The church heard that the murder of the French film producer was the “darkest page” in the history of Sophie’s family and a sad page in Irish history.

Baudey Vignaud said that he decided to keep his mother’s home in Toormore near Schull because he preferred to “believe in the trust that my mother had when she opened her door. ”

Massgoers at the Church of Our Lady, Star of the Sea and St Patrick were told that this land must end a crime which is “neither a mystery nor a legend”.

Baudey Vignaud attended the mass with his uncle Bertrand. The family have travelled to West Cork on numerous occasions over the years.

Trial

Meanwhile, Ian Bailey who is due to be tried in Paris for the murder of Sophie Toscan Du Plantier has said previously that he expects to be found guilty of the offence.

In an interview with Virgin Media News earlier this year Bailey, who vehemently denies any involvement in the murder of the 39-year-old in says he has no plans to travel for France

“I am greatly, greatly imperiled here. I know I had that I nothing to do with this and I am going to finish up a convicted murderer. I am actually an innocent man. What will happen in France is that they will probably celebrate the fact that I have been convicted. All they’ll have succeeded in doing is convicting an innocent man,” he said. 

I am looking at a date in May when the tectonic plates in my life are going to shift hugely. And I don’t know how I am going to handle it.

Mr Bailey (62), who lives in Schull Co Cork, says that he is heading in to a very difficult period in his life.

“I am facing in to a very grim dark period of my life. And yet at the same time I know there are people here in Ireland and in Bantry who know that I have nothing to do with this,” he said. 

Short of a miracle or an intervention some new information coming out, it would appear inevitable that at a point later this I will become a convicted murderer in France.

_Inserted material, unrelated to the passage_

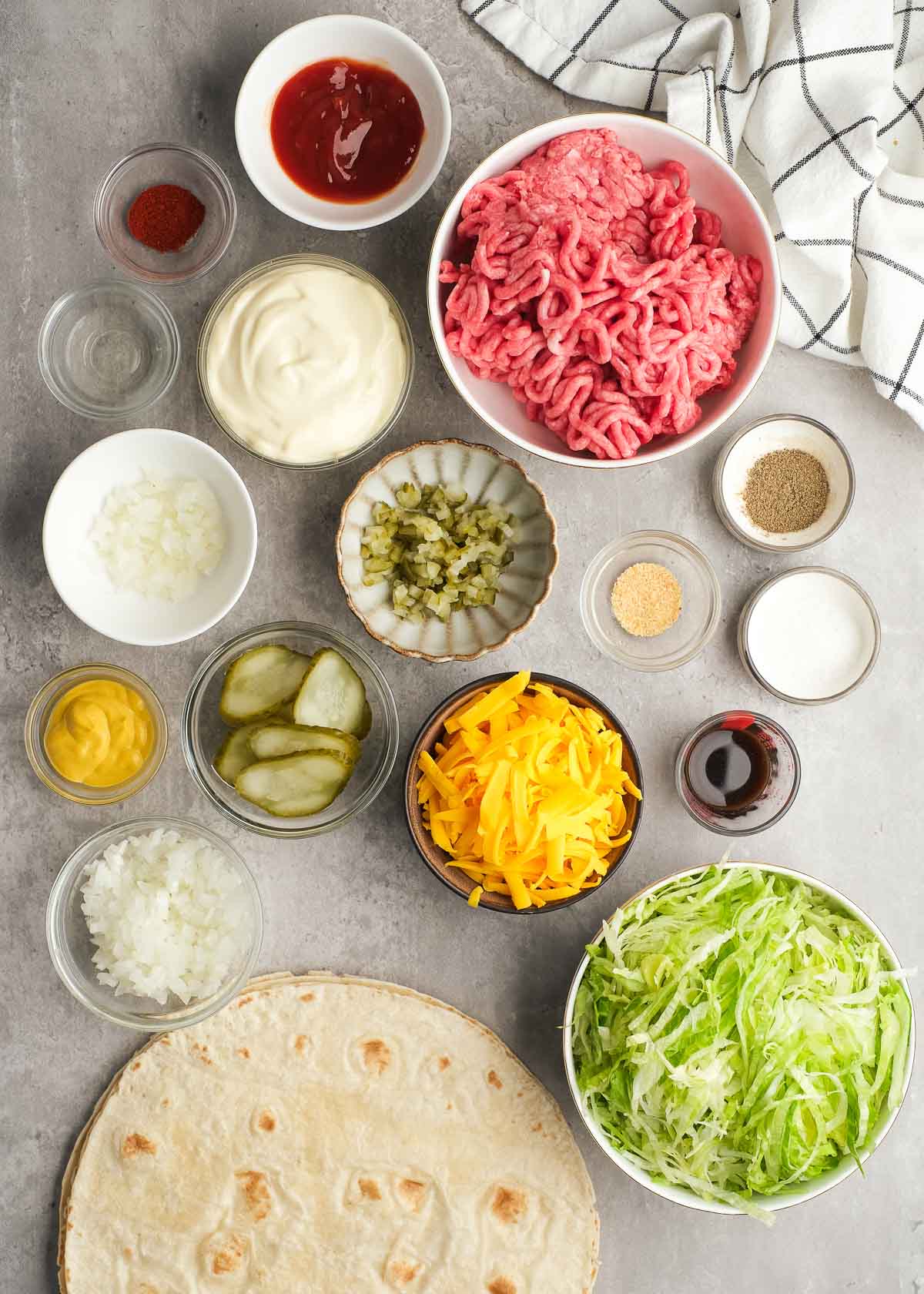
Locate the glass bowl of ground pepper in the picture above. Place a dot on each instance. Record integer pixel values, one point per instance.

Solicitor for Ian Bailey, Frank Buttimer, said that his client has always extended his deepest sympathy to the family of the late Sophie Toscan Du Plantier on their loss.

“He has an understanding of the trauma and suffering which they have experienced and he continues to express his sympathy to them,” he said. 

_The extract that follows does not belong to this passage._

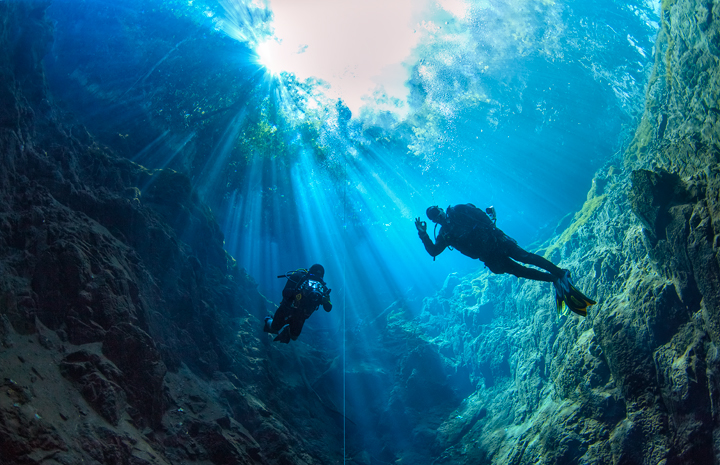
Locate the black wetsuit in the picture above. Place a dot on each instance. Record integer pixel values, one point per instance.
(301, 297)
(469, 230)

“He maintains as he has always done, he had nothing to do with the unlawful killing.

Buttimer believes that the Irish Government and Department of Justice have facilitated the trial in France by their “proactive assistance”.

“I have repeatedly asked them to discontinue this assistance pointing out that the that French case is based on highly questionable and suspect evidence that our DPP has decided does not merit prosecution in Ireland,” he said. 

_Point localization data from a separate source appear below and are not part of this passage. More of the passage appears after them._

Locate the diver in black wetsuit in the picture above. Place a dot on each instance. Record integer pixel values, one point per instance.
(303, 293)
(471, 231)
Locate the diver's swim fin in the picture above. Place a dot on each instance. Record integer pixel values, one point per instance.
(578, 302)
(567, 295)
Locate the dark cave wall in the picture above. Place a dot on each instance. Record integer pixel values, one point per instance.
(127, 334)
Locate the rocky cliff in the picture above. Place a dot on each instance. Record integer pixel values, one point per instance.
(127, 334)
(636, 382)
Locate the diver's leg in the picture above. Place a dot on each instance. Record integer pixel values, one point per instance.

“What the Department is doing is grossly unfair to my client and is completely disregarding the decision of our lawmakers. This whole affair is extremely stressful and damaging to Mr Bailey and it is interfering greatly with his life.

In my view what is happening is grotesque and his fear is that he will be convicted of murder in another country based on non-existent evidence.

Buttimer previously said the criminal trial is just a “show piece trial” to satisfy certain interests in France.

No one has ever been charged in Ireland in relation to the murder of du Plantier. 

Bailey has fought two attempts by the authorities in France to extradite him to the country. He unsuccessfully sued newspapers for allegedly defaming him and gardaí for allegedly trying to frame him.

He lodged a complaint with GSOC in early 2012 into his treatment by gardaí investigating the murder of Sophie Toscan du Plantier.

The GSOC report last year indicated grave issues of concern but said there was no evidence to suggest that Bailey was framed for the murder or that evidence was falsified, forged, or fabricated by members of An Garda Siochana.

Buttimer said last year that his client was disappointed with a watchdog’s report,

The report revealed that 22 exhibits in relation to the case can no longer be located.

These include a blood spattered gate taken from close to where the body of the French national was found, a wine bottle discovered in a field next to the scene of the crime and a black overcoat belonging to Bailey.

Toscan Du Plantier was murdered at her holiday home at Toormore near Schull in west Cork in the early hours of 23 December, 1996. Her battered body was found in a laneway near her cottage.